Gavigan coughed in a way that startled Mick Stranahan. It sounded like Timmy’s lungs had turned to custard.

“Hand me that cup,” Gavigan said. “Know what? That was the only time we made the papers together.”

“Timmy, we got in the papers all the time.”

“Yeah, but not together.” He slurped down some ginger ale and pointed a pale bony finger at Stranahan. “Not together, bucko, trust me. I save all the clippings for my scrapbook. Don’t you?”

Stranahan said no.

“You wouldn’t.” Gavigan hacked out a laugh.

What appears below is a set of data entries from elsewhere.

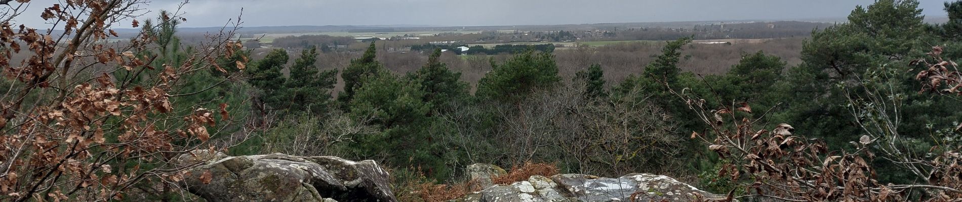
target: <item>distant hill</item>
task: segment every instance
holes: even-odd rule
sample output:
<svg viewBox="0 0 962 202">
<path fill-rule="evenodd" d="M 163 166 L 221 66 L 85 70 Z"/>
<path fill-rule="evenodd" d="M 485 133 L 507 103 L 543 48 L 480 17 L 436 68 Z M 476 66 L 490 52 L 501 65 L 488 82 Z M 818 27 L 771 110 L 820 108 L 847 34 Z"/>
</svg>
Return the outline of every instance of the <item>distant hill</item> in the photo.
<svg viewBox="0 0 962 202">
<path fill-rule="evenodd" d="M 208 28 L 178 28 L 177 32 L 180 33 L 215 33 L 219 32 L 220 27 L 208 27 Z M 331 33 L 331 32 L 349 32 L 352 30 L 376 30 L 376 29 L 392 29 L 384 27 L 369 27 L 369 26 L 340 26 L 340 25 L 325 25 L 325 26 L 264 26 L 264 27 L 243 27 L 238 33 L 240 34 L 289 34 L 289 33 Z M 140 29 L 116 29 L 114 30 L 120 34 L 131 34 L 140 32 Z"/>
</svg>

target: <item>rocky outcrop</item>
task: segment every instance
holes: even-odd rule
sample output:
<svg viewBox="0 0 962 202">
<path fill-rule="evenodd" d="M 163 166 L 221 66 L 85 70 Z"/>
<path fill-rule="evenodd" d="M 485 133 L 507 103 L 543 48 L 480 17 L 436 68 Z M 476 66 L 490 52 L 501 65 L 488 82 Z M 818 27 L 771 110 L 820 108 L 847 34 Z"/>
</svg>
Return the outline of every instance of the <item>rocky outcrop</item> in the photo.
<svg viewBox="0 0 962 202">
<path fill-rule="evenodd" d="M 494 176 L 507 174 L 504 168 L 490 164 L 472 164 L 465 170 L 468 173 L 468 181 L 471 183 L 470 190 L 483 190 L 494 186 L 492 179 Z"/>
<path fill-rule="evenodd" d="M 199 150 L 178 161 L 201 164 L 184 182 L 189 191 L 210 202 L 397 201 L 388 172 L 370 160 L 281 153 L 231 157 Z"/>
<path fill-rule="evenodd" d="M 494 166 L 491 166 L 494 167 Z M 468 174 L 470 169 L 468 170 Z M 531 176 L 470 193 L 463 202 L 714 201 L 724 199 L 665 175 L 631 173 L 619 178 L 585 174 Z M 634 199 L 634 200 L 632 200 Z"/>
</svg>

“So you think this Mafia guy got it out of the papers?”

“Not the Mafia guy,” Gavigan said, “but the guy who hired him. It’s a good possibility.”

“The Barletta thing was four years ago, Timmy.”

“Hey, I ain’t the only one who keeps scrapbooks.”

He yawned. “Think hard on this, Mick, it’s probably important.”

Stranahan stood up and said, “You get some rest, buddy.”

“I’m glad you took care of that prick who was using my name.”

“Hey, I don’t know what you’re talking about.”

“Yeah, you do.” Gavigan smiled. “Anyway, I’m glad you took care of him. He had no business lying like that, using my name.”

Stranahan pulled the blanket up to his friend’s neck.

“Good night, Timmy.”

“Be careful, Mick,” the old cop said. “Hey, and when I croak, you save the newspaper clipping, okay? Glue it on the last page of my scrapbook.”

“It’s a promise.”

“Unless it don’t make the papers.”

“It’ll make the damn papers,” Stranahan said. “Buried back in the truss ads, where you belong.”

Timmy Gavigan laughed so hard, he had to ring the nurse for oxygen.